The researchers estimated each additional 28 gram serving of wholegrains per day was associated with a 5% reduction in overall risk of death during follow-up (HR 0.95, 95% CI 0.93 to 0.98) and a 9% reduction in the risk of death from heart disease (HR 0.91, 95% CI 0.87 to 0.96).


How did the researchers interpret the results?

The researchers concluded that eating more wholegrains is associated with a reduced risk of death during follow-up, and of death from heart disease specifically, in women and men in the US.

This link remained even after taking other lifestyle factors into account.
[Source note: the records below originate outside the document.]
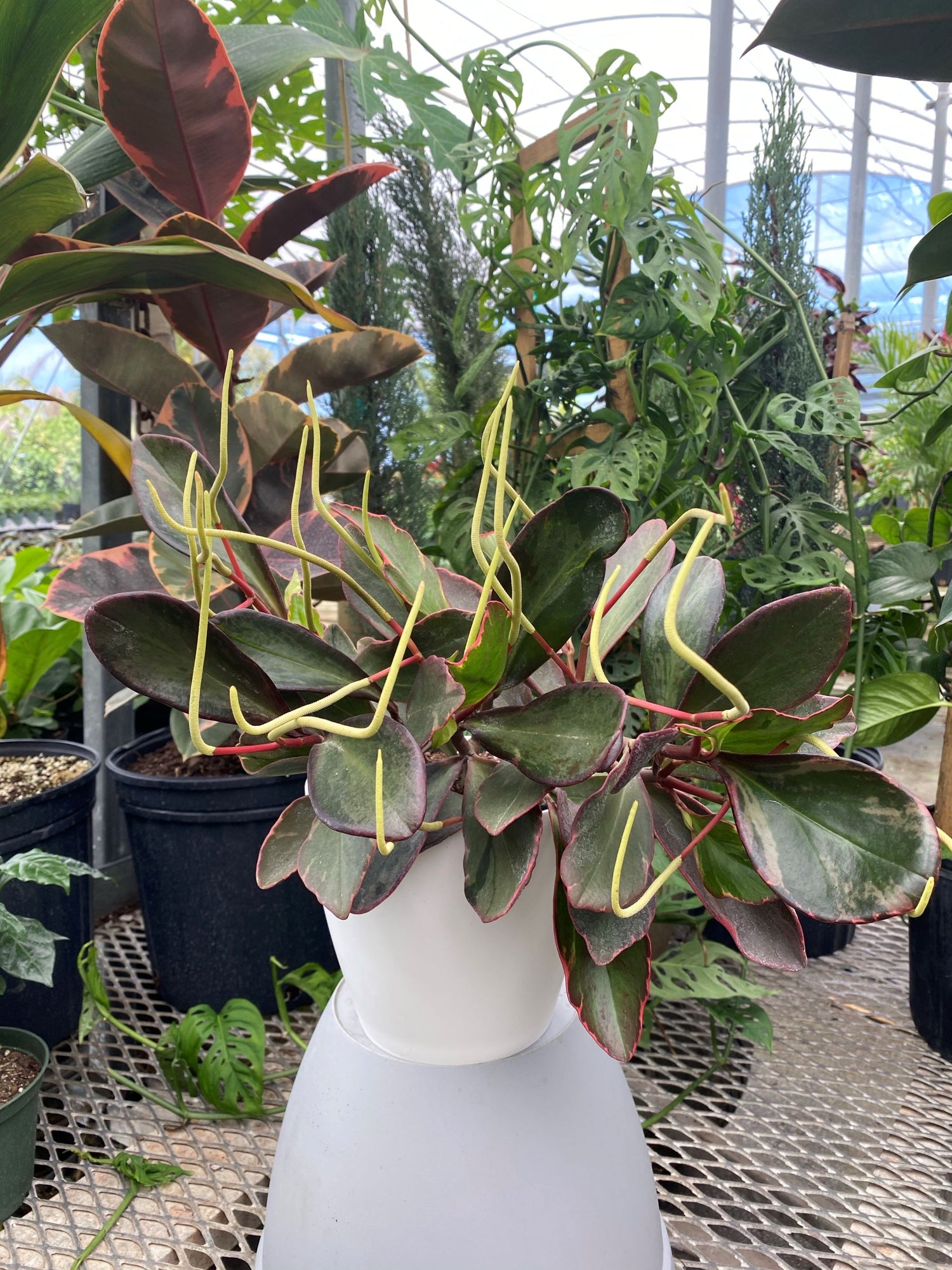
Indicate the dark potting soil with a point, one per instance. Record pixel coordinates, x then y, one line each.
25 775
17 1071
167 761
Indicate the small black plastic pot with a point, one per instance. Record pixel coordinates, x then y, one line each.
931 967
18 1125
60 822
195 843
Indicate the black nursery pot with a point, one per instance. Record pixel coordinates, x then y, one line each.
195 841
60 822
931 967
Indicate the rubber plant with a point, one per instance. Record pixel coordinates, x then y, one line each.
176 105
486 708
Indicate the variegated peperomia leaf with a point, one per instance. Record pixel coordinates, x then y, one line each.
611 999
562 553
387 873
591 854
780 655
342 777
769 934
558 740
838 840
496 868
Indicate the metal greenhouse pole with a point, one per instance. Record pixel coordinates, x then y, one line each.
719 109
856 218
931 291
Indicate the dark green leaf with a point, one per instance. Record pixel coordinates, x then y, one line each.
39 37
280 853
225 1050
149 643
155 265
496 868
433 699
293 658
334 866
503 797
894 707
902 573
147 1173
769 934
35 199
562 553
122 360
591 854
610 999
783 653
666 675
836 839
387 873
764 731
629 609
342 782
560 739
903 39
164 462
482 669
117 516
725 867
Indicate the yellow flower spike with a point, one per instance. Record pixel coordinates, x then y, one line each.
223 439
488 589
296 528
925 902
317 492
499 528
366 521
383 845
595 656
288 548
195 697
687 653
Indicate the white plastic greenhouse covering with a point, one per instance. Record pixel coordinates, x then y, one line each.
675 39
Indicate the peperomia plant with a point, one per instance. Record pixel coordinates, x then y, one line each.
487 709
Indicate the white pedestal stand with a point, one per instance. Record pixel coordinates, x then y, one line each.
531 1163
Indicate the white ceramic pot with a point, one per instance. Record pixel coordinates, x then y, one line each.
432 984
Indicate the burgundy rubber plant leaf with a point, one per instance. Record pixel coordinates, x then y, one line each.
298 211
175 104
100 575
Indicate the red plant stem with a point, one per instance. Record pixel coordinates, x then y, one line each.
563 666
672 783
677 714
241 581
625 586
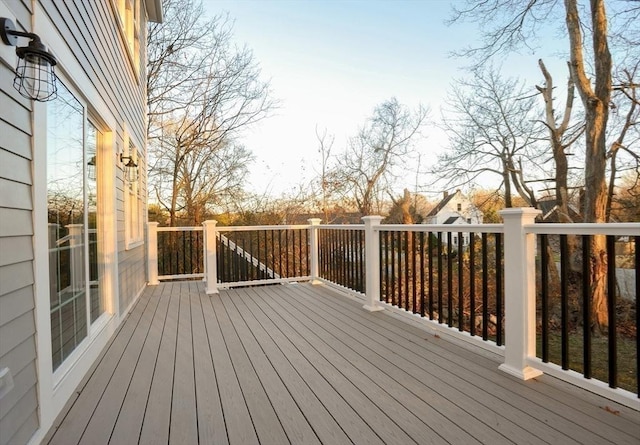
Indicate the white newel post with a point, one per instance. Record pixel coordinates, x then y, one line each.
76 248
314 262
520 292
372 263
211 264
152 253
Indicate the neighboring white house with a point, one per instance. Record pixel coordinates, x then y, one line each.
72 244
455 209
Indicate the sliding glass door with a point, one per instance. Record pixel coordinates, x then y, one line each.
73 195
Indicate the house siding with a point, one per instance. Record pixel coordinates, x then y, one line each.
89 30
19 407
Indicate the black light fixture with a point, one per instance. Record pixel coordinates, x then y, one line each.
91 168
35 77
130 168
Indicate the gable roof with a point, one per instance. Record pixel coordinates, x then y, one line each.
441 205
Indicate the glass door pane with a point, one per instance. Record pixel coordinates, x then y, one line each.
66 218
96 267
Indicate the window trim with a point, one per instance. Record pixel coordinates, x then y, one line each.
126 17
133 192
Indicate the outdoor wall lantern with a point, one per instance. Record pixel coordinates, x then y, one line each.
91 168
130 168
35 78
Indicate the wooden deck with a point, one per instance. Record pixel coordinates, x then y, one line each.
302 364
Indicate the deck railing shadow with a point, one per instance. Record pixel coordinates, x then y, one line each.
510 288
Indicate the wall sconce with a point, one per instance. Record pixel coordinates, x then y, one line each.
91 168
35 78
130 169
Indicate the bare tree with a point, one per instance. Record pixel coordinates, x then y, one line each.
562 135
492 127
202 92
325 144
368 167
623 154
509 24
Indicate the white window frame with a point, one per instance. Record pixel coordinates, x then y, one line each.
133 198
128 15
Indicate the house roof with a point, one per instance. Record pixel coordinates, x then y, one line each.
549 208
441 205
154 10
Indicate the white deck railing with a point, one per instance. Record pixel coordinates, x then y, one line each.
519 233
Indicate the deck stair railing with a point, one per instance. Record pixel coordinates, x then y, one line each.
492 285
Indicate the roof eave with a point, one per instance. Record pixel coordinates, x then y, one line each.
154 10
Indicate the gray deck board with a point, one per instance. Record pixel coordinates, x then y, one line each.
155 426
481 375
70 427
293 422
302 364
320 419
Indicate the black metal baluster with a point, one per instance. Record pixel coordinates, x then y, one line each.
440 278
430 253
611 308
499 293
637 266
485 287
449 279
387 266
472 284
361 269
422 274
564 301
586 305
400 290
406 270
460 284
544 295
392 255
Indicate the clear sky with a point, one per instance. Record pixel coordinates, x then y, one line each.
331 62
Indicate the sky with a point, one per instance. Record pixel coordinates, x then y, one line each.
330 62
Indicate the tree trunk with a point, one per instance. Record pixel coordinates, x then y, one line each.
596 104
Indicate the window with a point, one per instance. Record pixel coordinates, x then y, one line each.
129 17
76 265
134 205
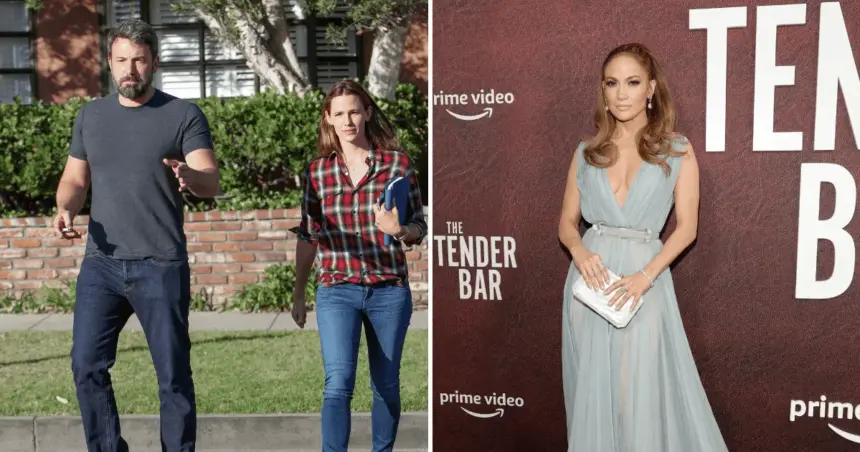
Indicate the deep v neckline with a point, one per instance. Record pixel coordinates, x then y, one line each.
629 190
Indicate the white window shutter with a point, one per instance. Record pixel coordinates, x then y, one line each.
14 16
121 10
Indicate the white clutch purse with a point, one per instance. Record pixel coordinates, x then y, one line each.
599 303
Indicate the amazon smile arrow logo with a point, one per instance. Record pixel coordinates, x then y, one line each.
822 409
849 436
481 406
487 100
488 112
499 412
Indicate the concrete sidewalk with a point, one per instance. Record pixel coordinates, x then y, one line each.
200 321
215 433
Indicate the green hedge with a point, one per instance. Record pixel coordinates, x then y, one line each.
262 143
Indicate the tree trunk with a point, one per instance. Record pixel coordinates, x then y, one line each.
384 72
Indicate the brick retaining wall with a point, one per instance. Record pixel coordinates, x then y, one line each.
226 249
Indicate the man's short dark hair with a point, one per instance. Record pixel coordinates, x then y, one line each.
136 31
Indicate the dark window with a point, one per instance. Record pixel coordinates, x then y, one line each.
17 67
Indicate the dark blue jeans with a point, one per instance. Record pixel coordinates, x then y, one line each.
108 292
385 312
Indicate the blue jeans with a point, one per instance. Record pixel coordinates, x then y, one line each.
108 292
385 311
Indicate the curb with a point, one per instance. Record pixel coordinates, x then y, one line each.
215 433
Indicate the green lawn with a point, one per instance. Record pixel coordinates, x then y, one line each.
234 372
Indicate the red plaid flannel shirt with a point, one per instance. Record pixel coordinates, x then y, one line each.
340 221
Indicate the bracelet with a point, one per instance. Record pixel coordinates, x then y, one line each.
649 278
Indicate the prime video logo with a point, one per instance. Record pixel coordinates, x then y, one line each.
481 406
483 98
827 410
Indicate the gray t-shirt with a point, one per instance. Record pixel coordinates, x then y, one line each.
136 208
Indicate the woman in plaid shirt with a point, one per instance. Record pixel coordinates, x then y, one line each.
361 280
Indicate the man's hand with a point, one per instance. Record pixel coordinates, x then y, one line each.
184 173
299 311
64 225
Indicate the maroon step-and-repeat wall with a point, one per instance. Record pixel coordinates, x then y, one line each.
769 95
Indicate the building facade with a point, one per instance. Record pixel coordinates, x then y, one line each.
60 51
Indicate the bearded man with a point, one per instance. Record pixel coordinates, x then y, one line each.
138 149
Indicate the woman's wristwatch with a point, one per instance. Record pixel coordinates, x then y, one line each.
405 233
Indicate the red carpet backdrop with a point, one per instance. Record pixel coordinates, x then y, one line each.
769 95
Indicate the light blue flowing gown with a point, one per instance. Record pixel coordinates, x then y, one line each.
634 389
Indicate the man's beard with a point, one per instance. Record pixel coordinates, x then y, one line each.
135 90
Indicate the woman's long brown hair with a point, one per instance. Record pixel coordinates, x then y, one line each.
380 132
654 141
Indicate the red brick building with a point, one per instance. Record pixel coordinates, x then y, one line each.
60 52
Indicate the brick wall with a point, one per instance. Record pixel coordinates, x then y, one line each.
226 249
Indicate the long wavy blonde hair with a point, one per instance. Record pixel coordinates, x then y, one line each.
654 141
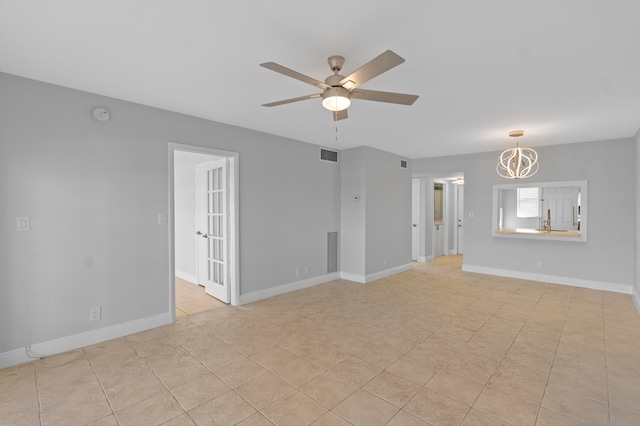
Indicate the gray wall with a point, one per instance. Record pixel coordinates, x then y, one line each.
609 254
94 192
376 228
637 252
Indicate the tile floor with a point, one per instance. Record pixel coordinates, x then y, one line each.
191 299
430 346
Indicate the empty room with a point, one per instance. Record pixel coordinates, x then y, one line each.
285 213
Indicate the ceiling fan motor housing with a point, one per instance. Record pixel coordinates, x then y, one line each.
336 62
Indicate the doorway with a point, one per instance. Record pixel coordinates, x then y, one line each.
204 245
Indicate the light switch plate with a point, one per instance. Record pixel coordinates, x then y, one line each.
23 223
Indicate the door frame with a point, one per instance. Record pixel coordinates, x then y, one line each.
234 219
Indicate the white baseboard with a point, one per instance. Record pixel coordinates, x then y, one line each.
68 343
375 276
186 276
552 279
285 288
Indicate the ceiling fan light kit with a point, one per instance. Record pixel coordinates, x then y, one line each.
517 163
337 90
336 99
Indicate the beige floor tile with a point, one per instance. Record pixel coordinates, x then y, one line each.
239 372
155 410
626 398
412 370
363 408
226 409
396 344
528 361
507 408
331 419
20 411
478 418
356 370
264 390
516 385
433 326
402 418
298 371
78 412
392 388
294 409
576 406
469 368
378 356
436 408
588 381
622 417
68 391
432 355
109 420
133 389
455 387
547 417
323 355
217 357
199 391
329 389
181 372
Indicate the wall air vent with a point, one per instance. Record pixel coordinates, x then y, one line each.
332 252
328 155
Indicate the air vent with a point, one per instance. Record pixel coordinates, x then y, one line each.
332 252
327 155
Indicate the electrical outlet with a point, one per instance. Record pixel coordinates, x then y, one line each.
95 314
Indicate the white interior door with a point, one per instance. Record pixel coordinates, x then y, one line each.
212 233
415 219
460 214
560 203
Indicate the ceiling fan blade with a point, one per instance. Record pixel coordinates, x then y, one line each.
374 95
376 66
294 74
340 115
288 101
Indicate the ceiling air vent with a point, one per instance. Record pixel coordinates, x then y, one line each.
327 155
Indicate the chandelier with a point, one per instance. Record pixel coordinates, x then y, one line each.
517 163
They say their findings support recommendations to increase wholegrain intake to reduce the risk of chronic diseases.



This analysis of two large prospective cohort studies from the US has found an association between higher wholegrain intake and a reduced risk of death during follow-up, particularly from heart disease.

The study benefits from its large size (more than 100,000 participants) and long duration, as well as the thorough collection of information on the participants as the study progressed (prospective data collection).

Our diets and lifestyles are very complex, and it is very difficult to entirely isolate the effect of one dietary component and remove the effect of all other factors.

However, the researchers have assessed and taken into account a wide range of factors in their analyses that could affect the risk of death. This means the results are more likely to reflect the effect of wholegrain foods specifically, rather than other factors.

But the authors themselves acknowledge some factors may still be having an effect. In addition, the study relies on self-reported estimates of dietary intake from the participants, which may not be entirely accurate.

All of the participants in the study were health professionals from the US. The results may not be representative of what would be seen in other groups – for example, those of lower socioeconomic status.

Also, while the study found no reduction in deaths from cancer overall, it did not look at deaths from individual types of cancer, such as bowel cancer.

With these limitations in mind, the researchers have produced a large, useful and good-quality study. The findings reinforce the benefits of including more wholegrains in our diet.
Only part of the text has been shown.